La Corte Costituzionale, con sentenza n.241 pubblicata in data 20.11.2017, ha dichiarato l’illegittimità costituzionale dell’art. 152, ultimo periodo, delle disposizioni di attuazione del codice di procedura civile, come modificato dall’art. 38, comma 1, lettera b), n. 2, del decreto-legge 6 luglio 2011, n. 98 (Disposizioni urgenti per la stabilizzazione finanziaria), convertito, con modificazioni, nella legge 15 luglio 2011, n. 111.

La disposizione sanzionava, nei giudizi per prestazioni previdenziali, con l’inammissibilità del ricorso, l’omessa indicazione del valore della prestazione dedotta in giudizio, il cui importo deve essere specificato nelle conclusioni dell’atto introduttivo.

Nella relazione di accompagnamento al disegno di legge che introdusse la norma, si chiariva che tale l’obbligo di dichiarazione del valore della prestazione aveva lo scopo di commisurare a tale valore il limite massimo alla liquidazione delle spese processuali (già introdotto dalla legge n. 69 del 2009), intendendosi così "«scoraggiare fenomeni elusivi consistenti nella prassi di non quantificare il petitum, limitandosi a richiedere un accertamento generico ovvero indicando valori generici o richieste non sufficientemente quantificate» ed evidentemente pretestuose."

La Corte di Appello di Torino, sezione Lavoro, ha promosso il giudizio di legittimità costituzionale della norma per contrasto con gli artt. 3 e 117, primo comma, della Costituzione, in relazione all’art. 6, comma 1, della Convenzione per la salvaguardia dei diritti dell’uomo e delle libertà fondamentali, firmata a Roma il 4 novembre 1950, ratificata e resa esecutiva con legge 4 agosto 1955, n. 848 (CEDU), "poiché la sanzione dell’inammissibilità del ricorso costituirebbe una reazione sproporzionata ed irragionevole, rispetto all’obiettivo avuto di mira dal legislatore, di evitare, nei giudizi per prestazioni previdenziali, le liquidazioni di spese processuali esorbitanti rispetto al valore della controversia."
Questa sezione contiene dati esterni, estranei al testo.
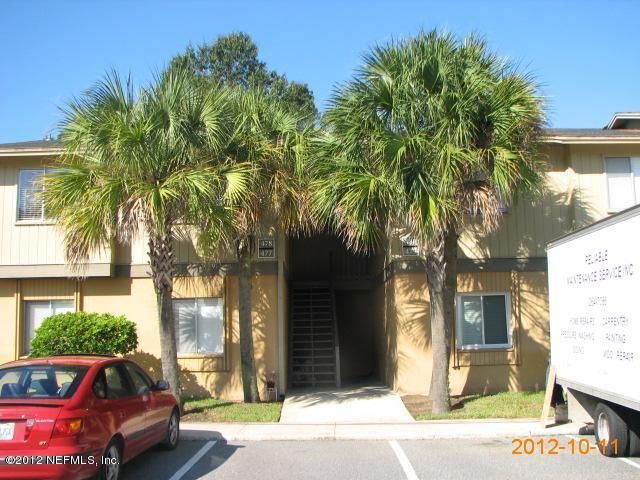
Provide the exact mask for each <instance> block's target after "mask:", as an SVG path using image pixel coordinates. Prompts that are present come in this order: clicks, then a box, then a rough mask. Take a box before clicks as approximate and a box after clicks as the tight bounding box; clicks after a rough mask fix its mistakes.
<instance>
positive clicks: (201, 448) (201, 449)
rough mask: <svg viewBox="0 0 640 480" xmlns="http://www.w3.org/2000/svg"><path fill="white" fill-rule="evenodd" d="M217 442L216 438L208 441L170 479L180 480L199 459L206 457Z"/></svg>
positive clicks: (199, 459) (190, 468)
mask: <svg viewBox="0 0 640 480" xmlns="http://www.w3.org/2000/svg"><path fill="white" fill-rule="evenodd" d="M215 444H216V441H215V440H210V441H208V442H207V443H205V444H204V447H202V448H201V449H200V450H198V451H197V452H196V454H195V455H194V456H193V457H191V458H190V459H189V461H188V462H187V463H185V464H184V465H183V466H182V467H181V468H180V470H178V471H177V472H176V473H174V474H173V476H172V477H171V478H170V479H169V480H180V479H181V478H182V477H184V476H185V474H186V473H187V472H188V471H189V470H191V467H193V466H194V465H195V464H196V463H198V461H199V460H200V459H201V458H202V457H204V455H205V454H206V453H207V452H208V451H209V450H211V449H212V448H213V446H214V445H215Z"/></svg>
La Corte Costituzionale ritiene fondata l'eccezione d'incostituzionalità.
Partendo dalla lettura dell’ultima parte dell’art. 152 disp. att. cod. proc. civ., oggetto di censura, congiuntamente alla previsione del capoverso immediatamente precedente, introdotto dall’art. 52 della legge 18 giugno 2009, n. 69 (Disposizioni per lo sviluppo economico, la semplificazione, la competitività nonché in materia di processo civile), che stabilisce che il giudice, nei giudizi per prestazioni previdenziali, non può liquidare spese, competenze ed onorari superiori al valore della prestazione dedotta in giudizio, la Corte ritiene che quest'ultima previsione è di per sé sola già idonea a perseguire pienamente lo scopo perseguito dal Legislatore di evitare liti bagatellari.

"In particolare" - afferma la Corte - "essa è chiamata ad operare nel momento della liquidazione delle spese, normalmente coincidente con la fine del giudizio, quando il giudice conosce il valore della prestazione. Pertanto egli non avrà bisogno della quantificazione contenuta nell’atto introduttivo, ma sarà sottoposto al vincolo derivante dal limite legale imposto alla liquidazione."
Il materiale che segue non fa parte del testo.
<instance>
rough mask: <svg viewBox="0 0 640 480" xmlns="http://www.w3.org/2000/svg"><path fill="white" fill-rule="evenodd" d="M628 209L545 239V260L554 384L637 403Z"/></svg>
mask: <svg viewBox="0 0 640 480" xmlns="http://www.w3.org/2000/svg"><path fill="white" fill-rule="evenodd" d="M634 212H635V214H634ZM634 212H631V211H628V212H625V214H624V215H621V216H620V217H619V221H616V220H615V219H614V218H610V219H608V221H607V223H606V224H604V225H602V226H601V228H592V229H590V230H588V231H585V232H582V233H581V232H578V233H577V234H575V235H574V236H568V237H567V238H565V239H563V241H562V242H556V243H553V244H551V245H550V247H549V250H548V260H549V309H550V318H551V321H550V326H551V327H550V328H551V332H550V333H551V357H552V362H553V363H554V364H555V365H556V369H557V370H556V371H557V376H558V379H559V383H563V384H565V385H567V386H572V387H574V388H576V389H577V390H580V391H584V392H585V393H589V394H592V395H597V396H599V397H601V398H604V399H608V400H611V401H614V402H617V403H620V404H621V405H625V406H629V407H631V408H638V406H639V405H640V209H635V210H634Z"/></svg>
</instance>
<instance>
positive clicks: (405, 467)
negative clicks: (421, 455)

Pertanto, le conseguenze sfavorevoli derivanti dalla norma censurata non sono adeguatamente bilanciate dall’interesse ad evitare l’abuso del processo che è già efficacemente realizzato dalla disciplina introdotta dalla novella di cui all’art. 52 della legge n. 69 del 2009.

Ritenuta pertanto l’eccessiva gravità della sanzione e delle sue conseguenze, rispetto al fine perseguito, la Corte dichiara la manifesta irragionevolezza dell’art. 152 disp. att. cod. proc. civ., ultimo periodo, il quale prevede che «A tale fine la parte ricorrente, a pena di inammissibilità di ricorso, formula apposita dichiarazione del valore della prestazione dedotta in giudizio, quantificandone l’importo nelle conclusioni dell’atto introduttivo».